Early Prediction of Major Adverse Cardiovascular Events Using Remote Monitoring

Principal Investigators

Brennan Spiegel, MD, MSHS
Director of Health Services Research, Cedars-Sinai Medical Center

C. Noel Bairey Merz, MD
Director of Barbara Streisand Women's Heart Center, Cedars-Sinai Medical Center

Jennifer Van Eyk, PhD
Director of Advanced Clinical Biosystems Institute, Cedars-Sinai Medical Center

Background

Cardiovascular disease is the leading cause of death for both men and women in California. Major Adverse Cardiac Events (MACEs), like heart attack, stroke, and heart failure, result from complex biological and physiological factors as well as demographic and social determinants.

Many people experience a heart attack, stroke, or other complication of cardiovascular disease for reasons that are within the realm of being prevented: they were undertreated, not taking their medicines, or not receiving the care they needed in the first place. Studies have shown that this occurs more often with younger women and racial/ethnic minorities.
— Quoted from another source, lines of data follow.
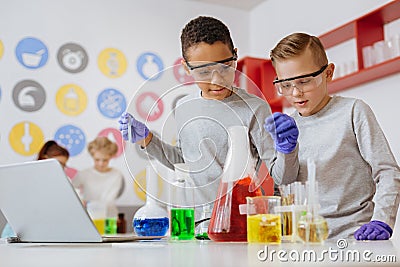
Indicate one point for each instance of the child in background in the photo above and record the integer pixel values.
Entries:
(50, 150)
(100, 182)
(203, 118)
(357, 174)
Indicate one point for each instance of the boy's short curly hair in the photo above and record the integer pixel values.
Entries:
(204, 29)
(297, 43)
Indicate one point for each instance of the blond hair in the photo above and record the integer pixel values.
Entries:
(104, 145)
(297, 43)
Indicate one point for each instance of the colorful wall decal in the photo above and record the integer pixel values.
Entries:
(149, 106)
(149, 66)
(1, 49)
(32, 53)
(26, 138)
(180, 73)
(71, 99)
(115, 136)
(111, 103)
(112, 62)
(72, 58)
(72, 138)
(29, 95)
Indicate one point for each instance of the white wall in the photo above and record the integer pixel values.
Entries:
(274, 19)
(133, 27)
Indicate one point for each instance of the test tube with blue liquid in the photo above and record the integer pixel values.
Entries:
(151, 219)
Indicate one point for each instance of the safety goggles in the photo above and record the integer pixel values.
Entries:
(304, 83)
(204, 72)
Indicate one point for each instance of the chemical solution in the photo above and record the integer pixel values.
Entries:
(182, 223)
(227, 224)
(264, 228)
(150, 226)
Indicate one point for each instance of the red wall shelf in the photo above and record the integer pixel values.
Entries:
(366, 30)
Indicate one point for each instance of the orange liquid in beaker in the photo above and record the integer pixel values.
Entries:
(236, 228)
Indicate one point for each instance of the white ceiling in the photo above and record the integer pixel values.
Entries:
(240, 4)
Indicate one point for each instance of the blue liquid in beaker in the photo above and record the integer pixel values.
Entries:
(150, 226)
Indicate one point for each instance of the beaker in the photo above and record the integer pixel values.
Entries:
(98, 211)
(237, 183)
(312, 228)
(151, 219)
(182, 205)
(263, 220)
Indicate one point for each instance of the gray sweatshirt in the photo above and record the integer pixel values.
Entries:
(203, 142)
(357, 174)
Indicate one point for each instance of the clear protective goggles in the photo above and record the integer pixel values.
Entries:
(205, 71)
(303, 83)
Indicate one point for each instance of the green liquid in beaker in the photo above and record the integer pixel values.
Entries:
(110, 226)
(182, 224)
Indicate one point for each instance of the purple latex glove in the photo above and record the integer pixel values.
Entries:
(283, 130)
(139, 131)
(374, 230)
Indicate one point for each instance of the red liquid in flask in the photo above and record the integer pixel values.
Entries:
(227, 224)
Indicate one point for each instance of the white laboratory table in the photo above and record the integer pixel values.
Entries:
(200, 253)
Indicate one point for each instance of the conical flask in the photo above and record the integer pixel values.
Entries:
(151, 219)
(237, 182)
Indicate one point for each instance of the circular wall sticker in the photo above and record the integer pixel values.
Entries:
(71, 99)
(31, 53)
(72, 138)
(149, 106)
(111, 103)
(72, 58)
(29, 95)
(26, 138)
(149, 66)
(112, 62)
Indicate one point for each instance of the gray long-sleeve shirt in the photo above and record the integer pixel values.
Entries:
(357, 174)
(203, 142)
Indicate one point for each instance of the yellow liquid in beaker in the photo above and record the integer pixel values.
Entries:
(100, 225)
(264, 228)
(315, 231)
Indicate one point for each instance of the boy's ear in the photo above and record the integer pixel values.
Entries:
(329, 72)
(183, 62)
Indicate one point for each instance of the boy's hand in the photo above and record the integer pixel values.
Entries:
(374, 230)
(283, 130)
(138, 130)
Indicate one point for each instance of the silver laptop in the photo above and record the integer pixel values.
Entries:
(41, 205)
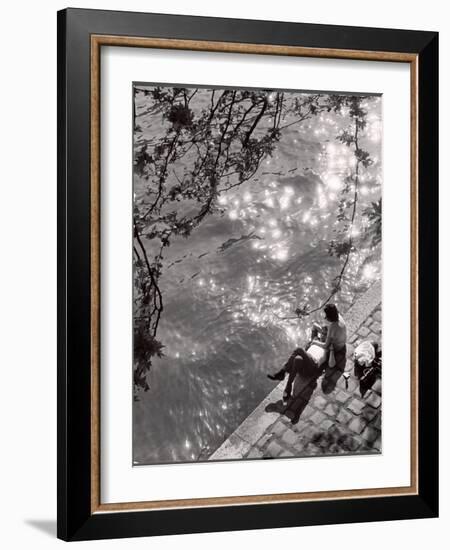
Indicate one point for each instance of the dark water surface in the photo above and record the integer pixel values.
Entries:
(231, 288)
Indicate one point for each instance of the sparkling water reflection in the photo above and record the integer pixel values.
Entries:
(231, 288)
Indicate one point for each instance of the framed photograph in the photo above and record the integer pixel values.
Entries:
(247, 255)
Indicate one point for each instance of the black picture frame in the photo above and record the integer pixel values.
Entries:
(77, 517)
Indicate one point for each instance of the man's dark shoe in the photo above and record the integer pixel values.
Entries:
(278, 375)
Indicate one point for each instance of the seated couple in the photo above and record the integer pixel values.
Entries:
(318, 355)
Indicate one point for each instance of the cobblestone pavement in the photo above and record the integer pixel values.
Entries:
(337, 421)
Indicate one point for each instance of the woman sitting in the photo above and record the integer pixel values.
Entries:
(319, 355)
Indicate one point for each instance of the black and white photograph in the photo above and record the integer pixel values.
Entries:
(257, 235)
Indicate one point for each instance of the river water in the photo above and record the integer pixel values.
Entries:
(231, 288)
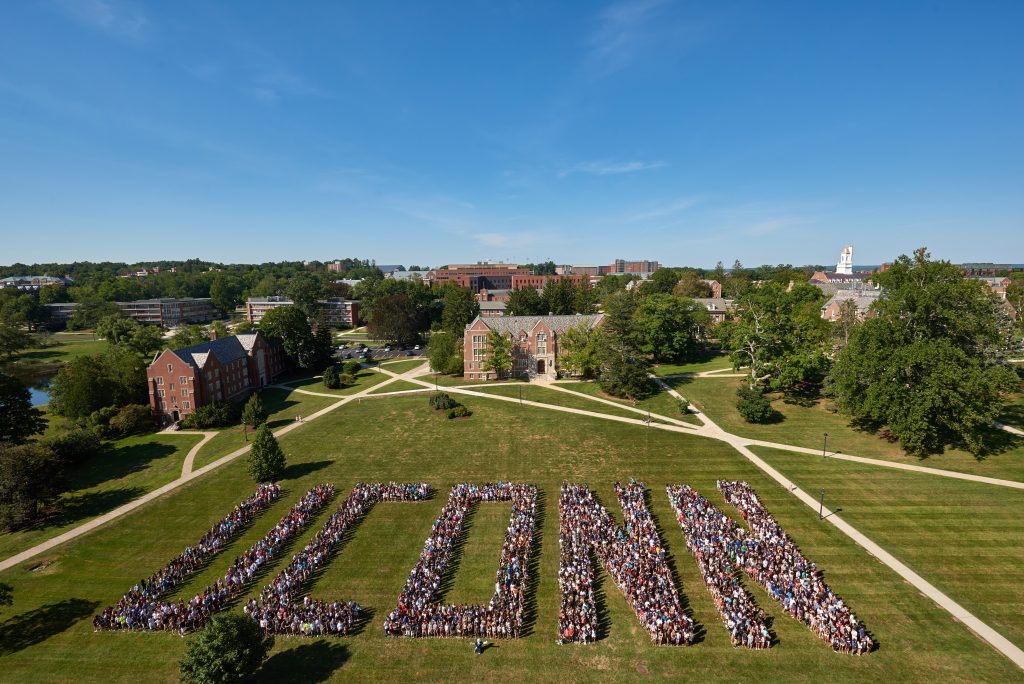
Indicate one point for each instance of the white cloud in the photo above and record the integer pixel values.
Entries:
(608, 168)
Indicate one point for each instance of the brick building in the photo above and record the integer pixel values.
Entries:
(226, 370)
(535, 343)
(340, 312)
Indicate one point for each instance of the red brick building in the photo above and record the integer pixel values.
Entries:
(225, 370)
(535, 343)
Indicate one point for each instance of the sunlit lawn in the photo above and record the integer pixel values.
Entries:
(47, 634)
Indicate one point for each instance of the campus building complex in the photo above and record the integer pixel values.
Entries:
(225, 370)
(340, 312)
(535, 342)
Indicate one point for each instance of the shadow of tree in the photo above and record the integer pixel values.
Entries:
(39, 625)
(297, 470)
(308, 663)
(116, 463)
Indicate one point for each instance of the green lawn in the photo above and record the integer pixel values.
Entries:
(659, 403)
(47, 634)
(402, 367)
(546, 395)
(282, 407)
(396, 386)
(125, 470)
(937, 525)
(712, 362)
(364, 379)
(804, 426)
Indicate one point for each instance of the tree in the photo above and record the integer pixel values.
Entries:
(225, 291)
(499, 353)
(927, 365)
(668, 327)
(289, 326)
(754, 407)
(578, 350)
(230, 649)
(396, 319)
(31, 476)
(624, 366)
(662, 281)
(18, 420)
(266, 460)
(524, 301)
(460, 309)
(691, 285)
(12, 339)
(254, 414)
(444, 351)
(780, 336)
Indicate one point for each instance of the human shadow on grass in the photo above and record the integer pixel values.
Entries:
(297, 470)
(112, 464)
(312, 663)
(40, 624)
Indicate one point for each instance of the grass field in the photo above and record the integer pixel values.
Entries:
(546, 395)
(402, 367)
(803, 426)
(47, 633)
(658, 403)
(937, 525)
(282, 407)
(364, 379)
(125, 470)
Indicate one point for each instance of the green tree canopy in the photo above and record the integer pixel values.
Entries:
(924, 366)
(266, 460)
(230, 648)
(18, 420)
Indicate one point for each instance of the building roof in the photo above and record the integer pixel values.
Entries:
(714, 303)
(860, 298)
(521, 324)
(226, 349)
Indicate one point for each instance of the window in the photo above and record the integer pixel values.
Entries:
(479, 347)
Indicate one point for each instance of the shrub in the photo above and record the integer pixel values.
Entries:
(133, 419)
(229, 649)
(458, 411)
(755, 407)
(217, 414)
(75, 445)
(442, 401)
(331, 378)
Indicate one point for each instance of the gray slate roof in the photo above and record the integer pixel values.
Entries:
(523, 324)
(226, 349)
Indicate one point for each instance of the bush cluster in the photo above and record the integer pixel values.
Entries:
(218, 414)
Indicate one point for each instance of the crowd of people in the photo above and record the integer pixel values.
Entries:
(715, 540)
(141, 608)
(418, 615)
(632, 554)
(279, 609)
(772, 559)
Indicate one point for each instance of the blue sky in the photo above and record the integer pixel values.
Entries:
(434, 132)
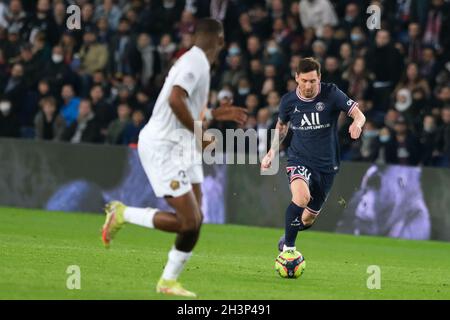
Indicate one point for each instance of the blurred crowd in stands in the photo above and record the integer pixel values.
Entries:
(99, 84)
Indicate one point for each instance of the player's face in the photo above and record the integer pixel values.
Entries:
(308, 83)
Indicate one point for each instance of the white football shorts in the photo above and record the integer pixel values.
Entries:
(170, 166)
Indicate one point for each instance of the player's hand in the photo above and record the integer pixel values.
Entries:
(207, 140)
(230, 113)
(266, 162)
(355, 131)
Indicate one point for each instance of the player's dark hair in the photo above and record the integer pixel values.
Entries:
(307, 65)
(208, 26)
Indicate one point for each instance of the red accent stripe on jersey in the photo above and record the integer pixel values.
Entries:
(295, 176)
(355, 104)
(313, 211)
(297, 91)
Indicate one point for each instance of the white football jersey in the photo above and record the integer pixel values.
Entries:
(192, 73)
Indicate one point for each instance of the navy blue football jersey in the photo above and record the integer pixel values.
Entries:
(313, 122)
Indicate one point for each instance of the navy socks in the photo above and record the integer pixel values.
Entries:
(293, 223)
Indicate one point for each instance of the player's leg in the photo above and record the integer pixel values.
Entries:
(299, 184)
(319, 193)
(188, 212)
(299, 201)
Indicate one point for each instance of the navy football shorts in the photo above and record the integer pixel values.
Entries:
(319, 184)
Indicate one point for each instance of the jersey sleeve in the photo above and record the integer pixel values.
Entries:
(284, 110)
(342, 101)
(188, 76)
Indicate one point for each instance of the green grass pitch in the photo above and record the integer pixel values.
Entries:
(230, 262)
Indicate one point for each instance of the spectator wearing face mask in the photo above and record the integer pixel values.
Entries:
(69, 109)
(9, 123)
(317, 14)
(366, 149)
(48, 124)
(85, 128)
(403, 147)
(243, 91)
(57, 72)
(234, 69)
According to the researchers, "One reason for this is that early signs of disease can be easily missed, and also because people spend most of their life far away from a doctor or hospital where it is challenging to monitor disease progression."

While several lifestyle risk factors are solidly associated with ischemic heart disease (IHD), such as smoking, physical inactivity, poor nutrition, and obesity, interventions designed to induce positive behavior changes are often ineffective due to poor adherence.

Remote monitoring

Patient-reported informatics (PRI) is the umbrella term that includes step counts, active minutes, sleep parameters, heart rate, measures of physiologic stress, and other biometrics. Patient-reported outcome (PRO) data is generated from mobile health platforms and reflects self-reported levels of perceived stress, anxiety, depression, and health-related quality of life each week. With continuous insight of participants in real-time and real-world situations, clinicians could evaluate a patient and possibly intervene without needing to wait until the next in-office appointment.

Biomarkers that circulate in the blood also serve an important role in predicting risk of cardiovascular events and should be considered alongside remote monitoring of PROs and PRIs. FDA-approved micro-sampling devices are available and allow an individual to collect small volumes of blood remotely. When patients mail their samples to the hospital, researchers can measure over 500 blood proteins representing a broad systemic response, such as inflammation, vascular reactivity, organ function, and fat content.

Project Summary

To understand whether cardiovascular threats can be detected early enough for effective treatment or prevention, the research team pursued the question of whether physiological, biochemical, and psychosocial measurements could predict MACEs. They did this by recruiting 200 patients (aged 54-76 years) diagnosed with stable IHD and remotely monitoring them with wearable biosensors for 12 months. Patients wore a specialized watch that measured activity, sleep, heart rate, and stress levels. Additionally, patients reported their levels of anxiety, depression, and quality of life using a smartphone or computer. To supplement the passive monitoring, patients periodically sent a small finger prick blood sample by mail, allowing doctors to measure over 500 different blood chemicals. By combining these different types of data, the researchers sought out a "signal in the noise" to better predict who may be about to have a heart attack or stroke. The team also measured how this approach could be covered by insurance companies and hospital payers.

Supplemental Project

The team is working to further the prediction capabilities for an impending heart attack or stroke. They will add several analyses and measurements, including: an assessment for genomic risk for heart disease, AI-based modelling of electrical activity of the patient’s heart, and the use of more frequently updated prediction scores. Additionally, the team will explore in more detail why patient compliance with remote data collection has been so high, and they will test an alternative home blood collection device to determine if it improves sample quality and patient adherence.

Research Team and Collaborators

Cedars-Sinai Medical Center

  • C. Noel Bairey Merz, MD
  • Jennifer Van Eyk, PhD
  • Chrisandra Shufelt, MD
  • Janet Wei, MD
  • Margo Minissian, PhD, ACNP

University of California, Los Angeles

  • Peipei Ping, PhD
  • Corey Arnold, PhD

Agilent

Beckman Coulter

DocuSign

Fitabase

Fitbit

HealthLoop

Neoteryx

SCIEX

Tasso

Thermo Fisher Scientific

UC Los Angeles

Project team photos

L to R: Sandy Joung; Janet Wei, MD; Qin Fu, PhD; Kelly N. Mouapi, PhD; Jennifer Van Eyk, PhD; Brennan Spiegel, MD; Noel C. Bairey Merz, MD; Shivani Dhawan, MS; Irene van den Broek, PhD; Gilhad Khanian

Leverage of Funds

The research team was successful in establishing partnerships with industry, which supplemented state funds with in materials, technical support, and other services. In addition, the host institution, Cedars-Sinai, contributed funds and waived indirect costs. In total, the research team leveraged their award of $1,423,261 to receive an additional $1,062,351 in materials and services and $446,000 of in-kind institutional support.